1. Option 1: Load the cuda module:

module load 2022r2
module load cuda/11.6

The available nvcc version is then:

[<netid>@login03 ~]$ nvcc --version

nvcc: NVIDIA (R) Cuda compiler driver
Copyright (c) 2005-2022 NVIDIA Corporation
Built on Tue_Mar__8_18:18:20_PST_2022
Cuda compilation tools, release 11.6, V11.6.124
Build cuda_11.6.r11.6/compiler.31057947_0

This has been checked on the gpu node. Do not use the cuda/11.3 module as it does not provide nvcc yet.

2. Option 2: Load the nvhpc module:

module load 2022r2
module load nvhpc

This will make the nvcc available:

[<NetID>@login01 ~]$ nvcc --version

nvcc: NVIDIA (R) Cuda compiler driver
Copyright (c) 2005-2022 NVIDIA Corporation
Built on Thu_Feb_10_18:23:41_PST_2022
Cuda compilation tools, release 11.6, V11.6.112
Build cuda_11.6.r11.6/compiler.30978841_0

Using nvfortran

nvfortran is not a part of the standard CUDA module, and is only available in the nvhpc package. This package can be loaded as follows:

module load 2022r2
module load nvhpc

This will make the nvfortran available:

[<NetID>@login01 ~]$ nvfortran --version

nvfortran 22.3-0 64-bit target on x86-64 Linux -tp skylake-avx512
NVIDIA Compilers and Tools
Copyright (c) 2022, NVIDIA CORPORATION & AFFILIATES.  All rights reserved.

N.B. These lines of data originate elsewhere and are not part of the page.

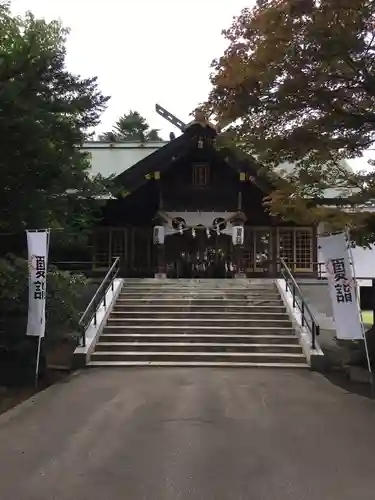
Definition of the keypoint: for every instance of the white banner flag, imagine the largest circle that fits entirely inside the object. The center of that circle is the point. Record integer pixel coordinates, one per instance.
(342, 287)
(37, 244)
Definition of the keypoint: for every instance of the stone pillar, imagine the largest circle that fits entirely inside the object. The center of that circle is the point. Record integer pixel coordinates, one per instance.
(238, 243)
(159, 238)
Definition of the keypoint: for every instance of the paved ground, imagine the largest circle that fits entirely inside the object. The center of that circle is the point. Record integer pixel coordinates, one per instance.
(190, 434)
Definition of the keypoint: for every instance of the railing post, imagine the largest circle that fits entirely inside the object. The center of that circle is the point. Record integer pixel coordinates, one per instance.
(313, 335)
(95, 308)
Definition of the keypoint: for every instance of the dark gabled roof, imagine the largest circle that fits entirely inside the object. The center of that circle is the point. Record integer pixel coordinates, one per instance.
(162, 159)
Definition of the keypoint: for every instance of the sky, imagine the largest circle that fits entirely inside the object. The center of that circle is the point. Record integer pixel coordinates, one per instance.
(143, 51)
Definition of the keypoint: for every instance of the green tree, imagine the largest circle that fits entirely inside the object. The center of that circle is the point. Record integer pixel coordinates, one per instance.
(46, 113)
(298, 82)
(131, 127)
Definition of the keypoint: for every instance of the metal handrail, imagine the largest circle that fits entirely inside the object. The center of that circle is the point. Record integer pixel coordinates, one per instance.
(98, 299)
(292, 285)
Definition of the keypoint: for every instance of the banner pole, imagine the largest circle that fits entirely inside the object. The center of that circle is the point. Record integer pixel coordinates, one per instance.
(360, 312)
(37, 362)
(43, 313)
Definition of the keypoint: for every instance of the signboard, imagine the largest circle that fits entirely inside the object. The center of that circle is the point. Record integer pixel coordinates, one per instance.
(37, 244)
(342, 287)
(159, 235)
(237, 235)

Using gpu cards on gpu-nodes

In slurm the use of gpu card(s) need to be specified as an argument of srun and sbatch with --gres=gpu (for one card) or --gres=gpu:2 (for two cards). A simple sbatch-script test_gpu.sh could look like this:

#!/bin/sh
#SBATCH --partition=gpu
#SBATCH --gres=gpu:2

module load 2022r2 cuda/11.6

srun test_gpu

The test_gpu.cu program could be something like this:

#include <stdio.h>

int main()
{
    int GPU_N;
    GPU_N = 0;
    cudaError_t err;
    err = cudaGetDeviceCount(&GPU_N);
    printf("error: %s; number of gpus: %i\n", cudaGetErrorString(err), GPU_N);
}

which can be compiled on the head-node with nvcc:

$ module load 2022r2 cuda/11.6
$ nvcc -o test_gpu test_gpu.cu

and tested with the sbatch-script via the head-node:

$ sbatch test_gpu.sh
$ cat slurm-<jobid>.out
error: no error; number of gpus: 2

Error messages and solutions

srun/MPI issues

Sometimes, the following MPI error might occur:

--------------------------------------------------------------------------
--------------------------------------------------------------------------
WARNING: There was an error initializing an OpenFabrics device.

  Local host:   gpu010
  Local device: mlx5_0
--------------------------------------------------------------------------
--------------------------------------------------------------------------
Primary job  terminated normally, but 1 process returned
a non-zero exit code. Per user-direction, the job has been aborted.
--------------------------------------------------------------------------
--------------------------------------------------------------------------
mpirun noticed that process rank 0 with PID 3409449 on node gpu010 exited on signal 4 (Illegal instruction).
--------------------------------------------------------------------------

This can be fixed by adding the following srun flag and resubmitting the job: srun --mpi=pmix.